Let me translate that:
If we stay anywhere near this pace, roughly 70–80K layoffs per month, 2026 could become one of the worst layoff years in modern U.S. history.
Hope & Strategy:
Don’t panic. Prepare.
Keep your resume and LinkedIn ready before you need them.
Build a 6 to 8 month cash buffer if possible.
Network consistently (your future job might come through someone you know).
Document your wins.. it matters for job searches, job protection AND your self-confidence.
2. Quiet Hiring Is Coming... Kind Of... And It’s Not All Bad
Now here’s the part no one is talking about enough:
While quiet layoffs are happening, quiet hiring is happening too.
Quiet Hiring = the jobs are real, the need is real, but the postings… are not.
Why?
Because when the market is unstable and talent is abundant, companies don’t always bother with a big, public search. They go straight to:
Former candidates
Warm referrals
People they already follow on LinkedIn
Industry contacts
Someone recommended by someone they trust
Internal hires to avoid laying them off.
This is why some of you are applying to 200 jobs and hearing nothing.
And let me be clear: even some hiring teams are confused right now....job is live...job is frozen....job is closed. Job is live again.
In my day job, where I work in hiring and workforce development, I’ve suddenly had multiple employers come to me asking to hire 25–30 recent college grads in DECEMBER after being completely silent all year.
Just one anecdotal data point, but a powerful one.
This is exactly what 2026 is going to look like:
Hiring in fits and spurts, unpredictable waves, and patterns that don’t follow patterns.
And it will be highly dependent on your skills and where you live.
Right now, I’m personally seeing increased needs in:
healthcare
customer service
sales (especially insurance)
risk management
financial services and support
the one we don't want to talk about - trades
Not all booming, but not all dead either.
Hope & Strategy:
Quiet hiring actually works in your favor if you stay visible.
Be active online. Whatever that means to you. Not just Linkedin (they have issues to) but industry slack channels, substack, whatever.
Show your work.

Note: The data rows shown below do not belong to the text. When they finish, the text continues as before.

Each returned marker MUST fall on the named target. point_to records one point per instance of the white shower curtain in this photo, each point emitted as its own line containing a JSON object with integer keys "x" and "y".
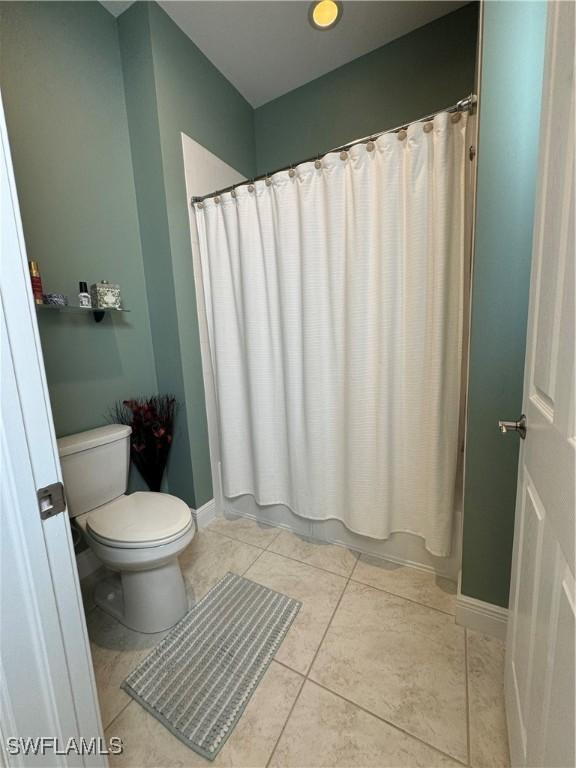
{"x": 334, "y": 309}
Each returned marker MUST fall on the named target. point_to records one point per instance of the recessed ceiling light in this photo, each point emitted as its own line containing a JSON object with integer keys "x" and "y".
{"x": 324, "y": 14}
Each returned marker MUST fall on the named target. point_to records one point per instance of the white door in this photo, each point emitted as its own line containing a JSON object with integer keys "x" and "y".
{"x": 539, "y": 675}
{"x": 47, "y": 684}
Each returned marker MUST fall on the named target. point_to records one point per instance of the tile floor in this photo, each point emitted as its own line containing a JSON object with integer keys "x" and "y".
{"x": 373, "y": 672}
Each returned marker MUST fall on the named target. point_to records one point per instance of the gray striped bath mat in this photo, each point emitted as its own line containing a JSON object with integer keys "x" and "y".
{"x": 198, "y": 680}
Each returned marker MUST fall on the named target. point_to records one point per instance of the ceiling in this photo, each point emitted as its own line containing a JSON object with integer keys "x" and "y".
{"x": 267, "y": 48}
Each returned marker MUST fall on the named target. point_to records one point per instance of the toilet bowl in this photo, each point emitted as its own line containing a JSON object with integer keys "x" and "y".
{"x": 137, "y": 536}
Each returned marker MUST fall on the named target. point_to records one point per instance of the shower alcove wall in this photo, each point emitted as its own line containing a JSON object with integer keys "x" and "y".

Share your insights
Reconnect with former colleagues... and for the love of God touch grass! Go out and meet with people and meet new people IN PERSON.

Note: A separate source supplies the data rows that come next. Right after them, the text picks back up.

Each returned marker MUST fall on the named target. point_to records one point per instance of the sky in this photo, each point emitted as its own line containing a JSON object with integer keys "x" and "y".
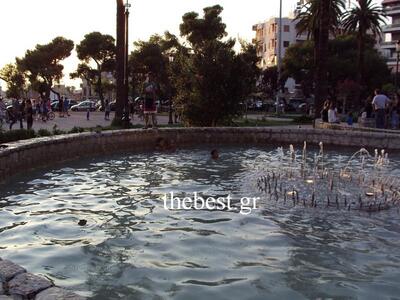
{"x": 25, "y": 23}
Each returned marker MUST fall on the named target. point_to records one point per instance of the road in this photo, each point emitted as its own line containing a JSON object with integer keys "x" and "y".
{"x": 78, "y": 119}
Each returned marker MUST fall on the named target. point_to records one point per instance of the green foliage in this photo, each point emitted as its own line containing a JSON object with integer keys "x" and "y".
{"x": 100, "y": 49}
{"x": 76, "y": 130}
{"x": 389, "y": 88}
{"x": 341, "y": 61}
{"x": 153, "y": 56}
{"x": 15, "y": 80}
{"x": 57, "y": 131}
{"x": 309, "y": 18}
{"x": 42, "y": 65}
{"x": 16, "y": 135}
{"x": 199, "y": 31}
{"x": 84, "y": 72}
{"x": 43, "y": 132}
{"x": 210, "y": 79}
{"x": 304, "y": 119}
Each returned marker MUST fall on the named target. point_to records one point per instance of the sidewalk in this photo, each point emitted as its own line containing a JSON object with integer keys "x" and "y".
{"x": 78, "y": 119}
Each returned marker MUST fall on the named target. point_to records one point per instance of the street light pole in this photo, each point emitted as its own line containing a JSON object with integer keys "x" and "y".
{"x": 126, "y": 71}
{"x": 397, "y": 67}
{"x": 170, "y": 121}
{"x": 279, "y": 56}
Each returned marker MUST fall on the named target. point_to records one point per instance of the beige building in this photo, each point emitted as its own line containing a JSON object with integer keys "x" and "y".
{"x": 391, "y": 31}
{"x": 267, "y": 39}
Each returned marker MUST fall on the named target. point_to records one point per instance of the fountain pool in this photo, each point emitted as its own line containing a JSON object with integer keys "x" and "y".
{"x": 133, "y": 248}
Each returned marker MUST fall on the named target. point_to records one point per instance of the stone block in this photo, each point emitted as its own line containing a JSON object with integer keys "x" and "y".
{"x": 9, "y": 270}
{"x": 56, "y": 293}
{"x": 27, "y": 285}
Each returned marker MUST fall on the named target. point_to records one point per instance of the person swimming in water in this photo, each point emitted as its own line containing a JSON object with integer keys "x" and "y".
{"x": 214, "y": 154}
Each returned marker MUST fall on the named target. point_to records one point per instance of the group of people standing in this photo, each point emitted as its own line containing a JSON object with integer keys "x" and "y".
{"x": 386, "y": 112}
{"x": 17, "y": 113}
{"x": 29, "y": 110}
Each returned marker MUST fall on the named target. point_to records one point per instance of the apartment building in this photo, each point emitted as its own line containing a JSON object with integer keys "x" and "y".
{"x": 391, "y": 31}
{"x": 267, "y": 39}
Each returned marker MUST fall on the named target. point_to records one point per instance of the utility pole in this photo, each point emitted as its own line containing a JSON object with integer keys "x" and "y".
{"x": 279, "y": 56}
{"x": 126, "y": 67}
{"x": 120, "y": 53}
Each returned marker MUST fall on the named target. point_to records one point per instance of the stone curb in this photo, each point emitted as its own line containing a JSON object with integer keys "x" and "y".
{"x": 25, "y": 155}
{"x": 17, "y": 284}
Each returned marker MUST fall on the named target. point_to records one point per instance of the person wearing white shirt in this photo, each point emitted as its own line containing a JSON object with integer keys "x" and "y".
{"x": 332, "y": 115}
{"x": 380, "y": 102}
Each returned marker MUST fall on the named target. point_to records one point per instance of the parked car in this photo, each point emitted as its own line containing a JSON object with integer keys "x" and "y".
{"x": 84, "y": 106}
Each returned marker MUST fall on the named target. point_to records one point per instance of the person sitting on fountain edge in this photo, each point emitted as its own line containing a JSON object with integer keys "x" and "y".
{"x": 150, "y": 90}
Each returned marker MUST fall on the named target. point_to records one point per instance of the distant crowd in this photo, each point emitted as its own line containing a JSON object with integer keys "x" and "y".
{"x": 30, "y": 110}
{"x": 384, "y": 111}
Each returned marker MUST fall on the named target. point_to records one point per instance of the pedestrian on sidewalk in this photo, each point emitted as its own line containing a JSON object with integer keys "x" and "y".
{"x": 3, "y": 110}
{"x": 107, "y": 110}
{"x": 29, "y": 114}
{"x": 61, "y": 107}
{"x": 380, "y": 103}
{"x": 150, "y": 90}
{"x": 88, "y": 111}
{"x": 66, "y": 107}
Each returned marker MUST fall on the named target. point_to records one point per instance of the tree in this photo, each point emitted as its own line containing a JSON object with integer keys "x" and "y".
{"x": 269, "y": 81}
{"x": 364, "y": 19}
{"x": 87, "y": 73}
{"x": 211, "y": 80}
{"x": 320, "y": 18}
{"x": 341, "y": 63}
{"x": 153, "y": 56}
{"x": 15, "y": 80}
{"x": 100, "y": 49}
{"x": 43, "y": 64}
{"x": 308, "y": 20}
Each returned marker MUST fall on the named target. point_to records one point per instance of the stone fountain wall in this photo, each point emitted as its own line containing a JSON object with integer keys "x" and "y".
{"x": 25, "y": 155}
{"x": 17, "y": 284}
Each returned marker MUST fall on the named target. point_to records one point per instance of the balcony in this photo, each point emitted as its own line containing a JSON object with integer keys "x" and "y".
{"x": 392, "y": 10}
{"x": 391, "y": 28}
{"x": 388, "y": 45}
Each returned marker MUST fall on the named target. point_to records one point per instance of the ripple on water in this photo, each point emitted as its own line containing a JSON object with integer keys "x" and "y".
{"x": 132, "y": 248}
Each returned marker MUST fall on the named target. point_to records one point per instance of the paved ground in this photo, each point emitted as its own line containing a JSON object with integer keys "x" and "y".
{"x": 78, "y": 119}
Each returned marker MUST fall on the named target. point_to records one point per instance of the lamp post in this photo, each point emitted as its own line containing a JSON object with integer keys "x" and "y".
{"x": 170, "y": 121}
{"x": 397, "y": 65}
{"x": 279, "y": 56}
{"x": 126, "y": 70}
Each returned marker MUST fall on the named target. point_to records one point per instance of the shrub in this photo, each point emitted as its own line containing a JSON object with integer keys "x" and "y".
{"x": 15, "y": 135}
{"x": 76, "y": 130}
{"x": 304, "y": 119}
{"x": 43, "y": 132}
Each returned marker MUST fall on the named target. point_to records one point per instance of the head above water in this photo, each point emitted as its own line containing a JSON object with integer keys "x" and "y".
{"x": 214, "y": 154}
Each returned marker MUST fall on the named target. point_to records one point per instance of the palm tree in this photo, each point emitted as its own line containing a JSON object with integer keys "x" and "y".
{"x": 365, "y": 19}
{"x": 308, "y": 20}
{"x": 319, "y": 19}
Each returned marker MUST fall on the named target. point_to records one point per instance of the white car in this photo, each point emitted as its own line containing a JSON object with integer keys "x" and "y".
{"x": 84, "y": 106}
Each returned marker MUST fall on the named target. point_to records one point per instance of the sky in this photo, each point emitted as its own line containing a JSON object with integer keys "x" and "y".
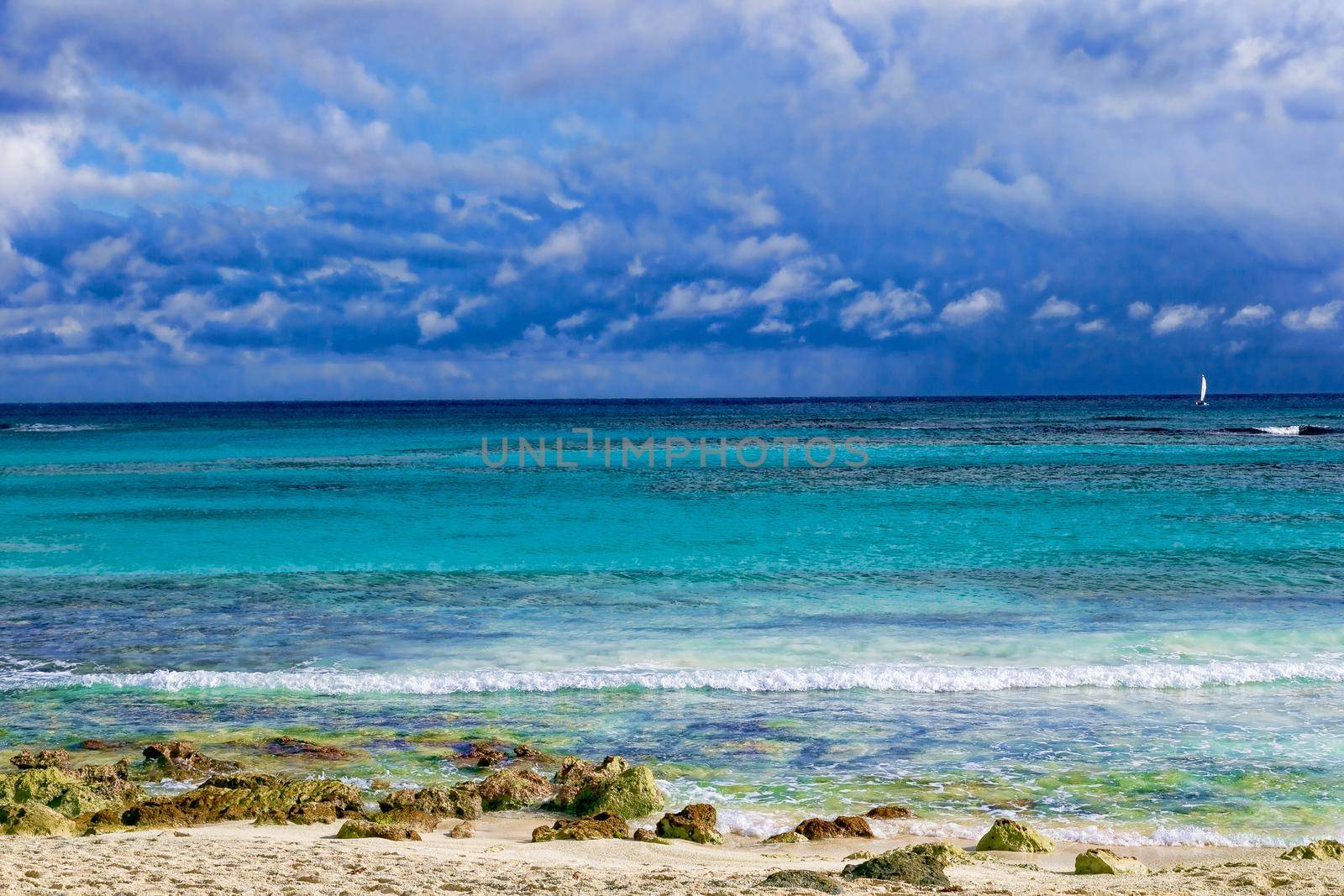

Tell your network what you’re open to clarity attracts opportunity
Attend industry events, virtual or in-person
Follow companies and engage with their people
Use your intuition and your network’s lived experience; they’re often more accurate than delayed government data.
Visibility beats perfection in 2026.
3. Job Data Is Getting Messy - And We Have to Navigate It Blind
With the Bureau of Labor Statistics going through things... we may actually never fully understand what the unemployment rate is anymore, and what that all means...
Which means:
Economic indicators are fuzzier
Hiring projections are murkier
Companies themselves are “wait-and-see” budgeting
Basically, the people who are supposed to tell us what's happening… don’t currently know what’s happening... or better yet, if they do, they aren't getting ready to tell us the truth, so we need to get data from multiple sources.
Hope & Strategy:
Instead of relying on monthly reports, watch behavioral trends:
Job postings
Hiring freezes
Contract role increases
Team reorgs
Industry-specific demand shifts
Adapt early; don’t wait for the headlines.

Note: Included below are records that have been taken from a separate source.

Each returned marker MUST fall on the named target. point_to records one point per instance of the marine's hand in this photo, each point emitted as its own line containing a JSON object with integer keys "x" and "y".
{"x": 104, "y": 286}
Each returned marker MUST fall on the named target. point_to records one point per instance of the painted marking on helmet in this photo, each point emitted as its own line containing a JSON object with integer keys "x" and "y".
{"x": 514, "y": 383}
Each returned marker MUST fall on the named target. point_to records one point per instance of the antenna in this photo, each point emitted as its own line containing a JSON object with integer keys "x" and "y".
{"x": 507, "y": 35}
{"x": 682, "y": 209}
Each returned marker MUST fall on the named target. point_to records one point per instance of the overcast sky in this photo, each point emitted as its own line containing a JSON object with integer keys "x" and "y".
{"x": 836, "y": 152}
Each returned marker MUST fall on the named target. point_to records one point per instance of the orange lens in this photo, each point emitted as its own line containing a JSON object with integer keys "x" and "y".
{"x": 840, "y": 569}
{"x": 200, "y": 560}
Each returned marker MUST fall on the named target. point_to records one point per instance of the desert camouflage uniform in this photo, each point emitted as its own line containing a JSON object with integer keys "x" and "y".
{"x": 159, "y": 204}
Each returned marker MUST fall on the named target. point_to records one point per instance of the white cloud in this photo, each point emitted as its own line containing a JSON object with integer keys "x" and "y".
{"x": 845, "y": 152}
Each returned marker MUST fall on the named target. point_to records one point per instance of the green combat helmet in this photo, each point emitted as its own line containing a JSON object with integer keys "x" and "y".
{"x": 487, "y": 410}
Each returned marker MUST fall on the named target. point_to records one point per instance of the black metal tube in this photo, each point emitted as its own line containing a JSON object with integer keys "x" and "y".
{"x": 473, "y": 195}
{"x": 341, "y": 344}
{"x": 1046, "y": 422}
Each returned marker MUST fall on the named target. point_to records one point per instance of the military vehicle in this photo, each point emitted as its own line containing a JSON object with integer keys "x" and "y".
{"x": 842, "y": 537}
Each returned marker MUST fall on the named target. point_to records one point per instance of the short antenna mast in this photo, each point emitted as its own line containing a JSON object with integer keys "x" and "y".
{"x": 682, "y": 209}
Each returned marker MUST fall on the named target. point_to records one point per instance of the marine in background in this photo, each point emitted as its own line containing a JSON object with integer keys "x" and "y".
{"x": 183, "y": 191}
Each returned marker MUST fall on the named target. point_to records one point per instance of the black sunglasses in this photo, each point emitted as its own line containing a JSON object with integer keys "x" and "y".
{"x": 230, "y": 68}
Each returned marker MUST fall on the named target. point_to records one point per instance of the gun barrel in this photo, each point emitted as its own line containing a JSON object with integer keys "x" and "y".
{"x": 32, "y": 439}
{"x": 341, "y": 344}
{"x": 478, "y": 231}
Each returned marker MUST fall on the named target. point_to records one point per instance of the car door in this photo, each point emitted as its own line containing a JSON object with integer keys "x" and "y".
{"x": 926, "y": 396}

Use your intuition and your network’s lived experience they’re often more accurate than you think.
4. Stability Is Coming… Eventually
Here’s the slightly better news:
I’m not going to sit here and tell you whether we’re heading into a recession - that’s beyond my skillset, and economists don’t all publicly agree on that answer anyway (at the writing of this). Some say yes, some say no, some say “it depends on Q2.”
But here’s what I can say with confidence:
We are absolutely heading into... if not already in... a market confidence crisis.
Companies are:
cautious
overly protective
slow to hire
and waiting for clearer signs before committing to headcount
Economic fundamentals aren’t falling apart. They’re just wobbling. And corporate confidence is wobbling right along with them.
Hope & Strategy:
Use Q1 to prepare, not panic.
Position yourself now so when the wave hits, you ride it, not chase it.
Strengthen your skills, presence, and network early. What else can you add to your toolbox that is marketable?
5. So… What Do You Do Right Now?
Here’s the truth:
You can’t control the market, the layoffs, the quiet hiring, or the data interruptions.
But you can control your positioning.
Here’s what works in a messy market:
Strengthen your brand
People hire people they remember. Period.
Sharpen your skills
Take a course, level up, get certified, or deepen what you already do.
Build your network before you need it
Quiet hiring rewards people who stay visible and connected.
Consider career coaching
Career transitions in chaotic markets are harder and you don’t have to figure it out alone.
(My Pause, Plan, Pivot: Holiday Guide is a good place to start if you’re mapping out your 2026.) And My Networking Guide is a great resource if you know yours needs some work!
Create your own stability
Savings, side projects, a portfolio, clarity on your value - these matter more than ever.
Final Thought: Don’t Be Scared. Be Strategic.
I’m not telling you any of this to freak you out.
I’m telling you this because you deserve the truth, not a generic “Everything looks great!” HR-approved newsletter.
2026 might start messy.
But messy markets create massive opportunity for people who are prepared, visible, and intentional.
You don’t have to just survive the chaos... you can position yourself to stand out in it.
And I’m here to help you do exactly that... while simultaneously, hoping I'm kind of wrong.